In other news, I have been busy implementing another monitor feature: a disassembler. All good monitors had these. I also fancied a software challenge after spending several weeks on programmable logic. Mine is fairly basic (though what does a fully features disassembly for an 8bit CPU ever have to do?); just point it at some memory and tell it how many instructions to disassemble and it will print:
  • The memory address (label)
  • The mnemonic and any parameters
  • The hex for the memory values in the whole instruction
  • The printable ASCII for the above
The disassembler is clever enough to calculate and display absolute addresses when showing relative addresses in branch instructions, and it shows signed and unsigned values at the right point.

Coding wise, this is easily the most complex and largest piece of 6809 assembly I've yet written. It uses asxxxx macros to define arrays of "structures" that make up lookup tables. It also uses references (pointers) to the different tables, some of which contain subroutine addresses. The disassembler is mostly data-driven, with nearly all of the instruction decoding being driven by lookup tables. The code needs some further cleanups but is mostly there, if a bit rough in places  At some point I want to go back over the indexed mode decoding, which is by far the most complicated aspect of the 6809 instruction set, and thus this disassembler.

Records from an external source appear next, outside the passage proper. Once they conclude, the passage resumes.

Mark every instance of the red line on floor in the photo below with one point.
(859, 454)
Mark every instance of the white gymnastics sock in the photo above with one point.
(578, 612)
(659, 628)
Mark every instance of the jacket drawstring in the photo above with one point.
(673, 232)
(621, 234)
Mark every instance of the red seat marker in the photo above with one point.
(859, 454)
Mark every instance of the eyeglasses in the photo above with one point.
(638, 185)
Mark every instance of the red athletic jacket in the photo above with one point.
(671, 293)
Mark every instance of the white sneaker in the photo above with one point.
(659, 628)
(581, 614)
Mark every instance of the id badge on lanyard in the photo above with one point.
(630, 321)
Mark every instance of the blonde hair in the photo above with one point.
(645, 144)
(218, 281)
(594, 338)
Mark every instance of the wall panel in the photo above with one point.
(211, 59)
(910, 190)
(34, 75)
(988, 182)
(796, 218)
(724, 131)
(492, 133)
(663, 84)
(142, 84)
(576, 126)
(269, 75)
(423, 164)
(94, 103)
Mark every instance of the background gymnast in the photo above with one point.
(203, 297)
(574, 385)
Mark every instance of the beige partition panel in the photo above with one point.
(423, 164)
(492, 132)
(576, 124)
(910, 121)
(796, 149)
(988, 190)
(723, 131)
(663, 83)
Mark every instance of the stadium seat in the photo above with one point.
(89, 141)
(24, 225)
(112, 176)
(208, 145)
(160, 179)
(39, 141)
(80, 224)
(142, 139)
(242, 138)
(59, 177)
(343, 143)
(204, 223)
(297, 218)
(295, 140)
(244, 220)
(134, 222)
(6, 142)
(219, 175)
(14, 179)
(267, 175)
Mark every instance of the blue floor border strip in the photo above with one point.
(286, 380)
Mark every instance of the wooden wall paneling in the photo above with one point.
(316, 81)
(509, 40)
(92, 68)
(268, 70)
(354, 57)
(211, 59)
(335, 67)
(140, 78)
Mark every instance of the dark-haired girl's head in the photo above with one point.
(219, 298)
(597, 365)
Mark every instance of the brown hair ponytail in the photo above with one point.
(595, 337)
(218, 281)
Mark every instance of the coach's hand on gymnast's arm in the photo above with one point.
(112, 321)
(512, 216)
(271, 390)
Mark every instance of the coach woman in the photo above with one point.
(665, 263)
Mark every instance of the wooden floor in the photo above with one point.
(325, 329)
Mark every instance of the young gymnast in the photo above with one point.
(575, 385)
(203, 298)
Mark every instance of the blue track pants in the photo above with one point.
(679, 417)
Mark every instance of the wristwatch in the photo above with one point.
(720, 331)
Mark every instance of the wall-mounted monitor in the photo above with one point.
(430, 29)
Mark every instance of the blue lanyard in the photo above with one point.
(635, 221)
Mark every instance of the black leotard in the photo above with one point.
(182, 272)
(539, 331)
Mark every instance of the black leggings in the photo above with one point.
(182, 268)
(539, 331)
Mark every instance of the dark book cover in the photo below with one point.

All the work was done with only a listing of opcodes to hand, namely this document: http://public.logica.com/~burgins/emulator/com/m6809.html

As an illustration of its use, here is a fragment from the monitor code. In this case here is the routine from the disassembly itself (so we are disassembling a disassembler, hmm) which deals with the processing of the stacking opcodes (pshs, puls, pshu, pulu) and how an immediate byte is turned into a handy list of registers:

stkimmedhandle: ldb #8                  ; 8 shifts for a byte
                lda opcode              ; get the original opcode
                bita #0x02              ; bit 1 0 means s stacking , else u
                beq sstacking           ; it is pshs or puls
                ldy #ustackingtab       ; so set the table pointer
                bra stackingstart       ; hop hop
sstacking:      ldy #sstackingtab       ; it is pshu or pulu
stackingstart:  lda ,u                  ; advance at the end not now
stackingloop:   rora                    ; rorate into carry
                bcc endstacking         ; if 0, then we are not stacking
                ldx ,y                  ; deref to get the reg string
                lbsr outputappend       ; append the reg name
                ldx #commamsg           ; and we need a comma
                lbsr outputappend       ; so add that
endstacking:    leay 2,y                ; eitherway move index along
                decb                    ; and decrement bit counter
                bne stackingloop        ; see if there is more bits
                tst ,u+                 ; now we can advance to next opcode
                beq stkimmedout         ; if there was nothing to stack
                lbsr outputbackone      ; don't move the cursor back one
stkimmedout:    rts                     ; out

And here is a screenshot of the disassembler in use:


Obviously the symbolic labels are missing, and all values are shown in hex, but the code is mostly readable, if somewhat hard to understand due mostly to the lack of comments.

Writing the disassembler was useful because I learned a bit more about the 6809 instruction set. For instance LDY requires an extra byte compared to LDX. Previously I was treating the two index registers the same.

The code, as always, is on github.

Next up I will finalise the core computer circuit diagram and then start on the PCB layout.